Ethan sedang asyik bermain dengan Noah di tepi yacht, mengajari putranya melempar umpan kecil ke laut saat suara langkah lembut dari dek membuatnya menoleh. Begitu mata birunya menangkap sosok Dira, waktu seakan berhenti. Di hadapannya, Dira berdiri dalam balutan bikini hitam yang memeluk setiap lekuk tubuhnya dengan sempurna, hanya diselumuti kaftan transparan yang nyaris tidak menutupi apa pun.
Alis hitam Ethan berkerut, rahangnya mengeras. Ini bukan Dira yang ia kenal beberapa hari terakhir—dan ia tahu, wanita itu melakukannya dengan sengaja.
Sialan.
Amarah bergolak dalam dadanya, bukan hanya karena pakaian minim yang dikenakan Dira, tetapi juga karena disekitar mereka ada pengawal yang bisa melihatnya dengan jelas.

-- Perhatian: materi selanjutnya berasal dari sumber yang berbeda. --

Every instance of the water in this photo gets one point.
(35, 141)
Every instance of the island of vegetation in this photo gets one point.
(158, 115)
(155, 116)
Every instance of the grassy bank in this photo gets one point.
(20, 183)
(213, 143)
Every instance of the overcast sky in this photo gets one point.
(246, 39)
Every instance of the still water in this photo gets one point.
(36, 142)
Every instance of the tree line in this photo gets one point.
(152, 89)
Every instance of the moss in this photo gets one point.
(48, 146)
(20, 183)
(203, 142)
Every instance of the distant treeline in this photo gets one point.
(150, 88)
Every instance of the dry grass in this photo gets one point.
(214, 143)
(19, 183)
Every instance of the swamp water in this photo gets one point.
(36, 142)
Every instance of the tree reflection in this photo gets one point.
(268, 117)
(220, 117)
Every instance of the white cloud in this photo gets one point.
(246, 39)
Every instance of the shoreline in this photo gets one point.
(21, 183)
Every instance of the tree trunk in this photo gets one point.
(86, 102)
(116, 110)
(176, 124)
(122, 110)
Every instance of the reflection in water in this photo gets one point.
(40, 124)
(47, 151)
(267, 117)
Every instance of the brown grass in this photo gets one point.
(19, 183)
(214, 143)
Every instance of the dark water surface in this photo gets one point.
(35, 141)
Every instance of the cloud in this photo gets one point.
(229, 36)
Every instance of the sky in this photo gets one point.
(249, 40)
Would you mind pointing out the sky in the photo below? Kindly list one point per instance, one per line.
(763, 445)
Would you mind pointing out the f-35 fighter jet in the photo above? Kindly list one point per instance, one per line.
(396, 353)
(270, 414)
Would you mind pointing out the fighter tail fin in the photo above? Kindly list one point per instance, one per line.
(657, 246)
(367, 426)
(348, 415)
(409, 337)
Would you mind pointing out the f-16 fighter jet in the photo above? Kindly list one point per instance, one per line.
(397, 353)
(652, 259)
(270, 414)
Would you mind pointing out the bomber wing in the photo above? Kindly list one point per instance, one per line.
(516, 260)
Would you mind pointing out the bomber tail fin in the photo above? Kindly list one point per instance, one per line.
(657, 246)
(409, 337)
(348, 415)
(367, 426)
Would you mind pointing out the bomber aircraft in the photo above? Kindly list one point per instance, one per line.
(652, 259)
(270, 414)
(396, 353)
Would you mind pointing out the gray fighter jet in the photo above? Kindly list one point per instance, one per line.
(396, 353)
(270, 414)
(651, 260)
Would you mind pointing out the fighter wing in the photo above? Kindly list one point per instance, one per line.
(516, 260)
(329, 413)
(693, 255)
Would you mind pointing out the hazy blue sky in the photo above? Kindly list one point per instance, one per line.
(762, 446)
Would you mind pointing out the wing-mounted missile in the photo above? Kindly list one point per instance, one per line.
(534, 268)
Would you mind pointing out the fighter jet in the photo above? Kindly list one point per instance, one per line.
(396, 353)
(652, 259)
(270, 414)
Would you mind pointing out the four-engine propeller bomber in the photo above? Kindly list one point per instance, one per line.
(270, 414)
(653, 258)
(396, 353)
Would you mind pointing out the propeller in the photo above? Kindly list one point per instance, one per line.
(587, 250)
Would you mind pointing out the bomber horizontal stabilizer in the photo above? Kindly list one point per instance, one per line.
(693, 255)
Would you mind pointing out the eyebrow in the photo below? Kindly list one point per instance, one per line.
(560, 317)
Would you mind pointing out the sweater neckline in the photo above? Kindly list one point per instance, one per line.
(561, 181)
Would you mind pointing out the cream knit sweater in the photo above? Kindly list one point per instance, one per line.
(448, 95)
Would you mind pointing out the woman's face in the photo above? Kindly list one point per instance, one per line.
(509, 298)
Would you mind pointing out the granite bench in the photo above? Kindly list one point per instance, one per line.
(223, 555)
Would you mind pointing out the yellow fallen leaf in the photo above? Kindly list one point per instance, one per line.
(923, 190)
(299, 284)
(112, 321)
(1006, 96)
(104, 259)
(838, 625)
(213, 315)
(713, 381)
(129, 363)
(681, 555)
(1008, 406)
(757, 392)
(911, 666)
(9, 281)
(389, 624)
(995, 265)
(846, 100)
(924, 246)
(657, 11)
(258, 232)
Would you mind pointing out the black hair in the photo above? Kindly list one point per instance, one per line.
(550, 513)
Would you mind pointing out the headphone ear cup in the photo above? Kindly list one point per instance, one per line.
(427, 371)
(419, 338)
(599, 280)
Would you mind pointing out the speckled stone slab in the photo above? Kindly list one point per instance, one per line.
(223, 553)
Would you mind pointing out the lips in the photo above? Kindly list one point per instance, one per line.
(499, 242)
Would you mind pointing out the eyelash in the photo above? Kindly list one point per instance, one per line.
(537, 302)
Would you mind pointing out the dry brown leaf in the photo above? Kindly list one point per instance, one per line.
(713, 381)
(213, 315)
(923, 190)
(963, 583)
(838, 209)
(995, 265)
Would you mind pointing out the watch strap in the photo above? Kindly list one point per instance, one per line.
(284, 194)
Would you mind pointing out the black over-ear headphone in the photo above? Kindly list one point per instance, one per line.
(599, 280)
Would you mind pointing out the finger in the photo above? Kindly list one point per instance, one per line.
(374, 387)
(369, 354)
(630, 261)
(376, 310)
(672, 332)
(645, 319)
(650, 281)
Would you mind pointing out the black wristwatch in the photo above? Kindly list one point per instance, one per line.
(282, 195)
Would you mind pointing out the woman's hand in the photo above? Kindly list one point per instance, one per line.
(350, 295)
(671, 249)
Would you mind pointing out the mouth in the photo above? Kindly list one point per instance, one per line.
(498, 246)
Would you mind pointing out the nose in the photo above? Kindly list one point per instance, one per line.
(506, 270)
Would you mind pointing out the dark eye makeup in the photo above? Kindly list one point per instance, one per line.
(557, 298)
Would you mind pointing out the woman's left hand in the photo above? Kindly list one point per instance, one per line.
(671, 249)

Dira mengangkat dagunya sedikit, seolah menantang, mengirimkan sinyal yang membuat darah Ethan mendidih. Ia tahu Dira mencoba menguji batas kesabarannya. Amarahnya tersulut, bukan hanya karena pakaian minim yang dikenakan Dira, tapi karena reaski tubuhnya atas pakaian propokatif yang sengaja dilakukan wanita itu.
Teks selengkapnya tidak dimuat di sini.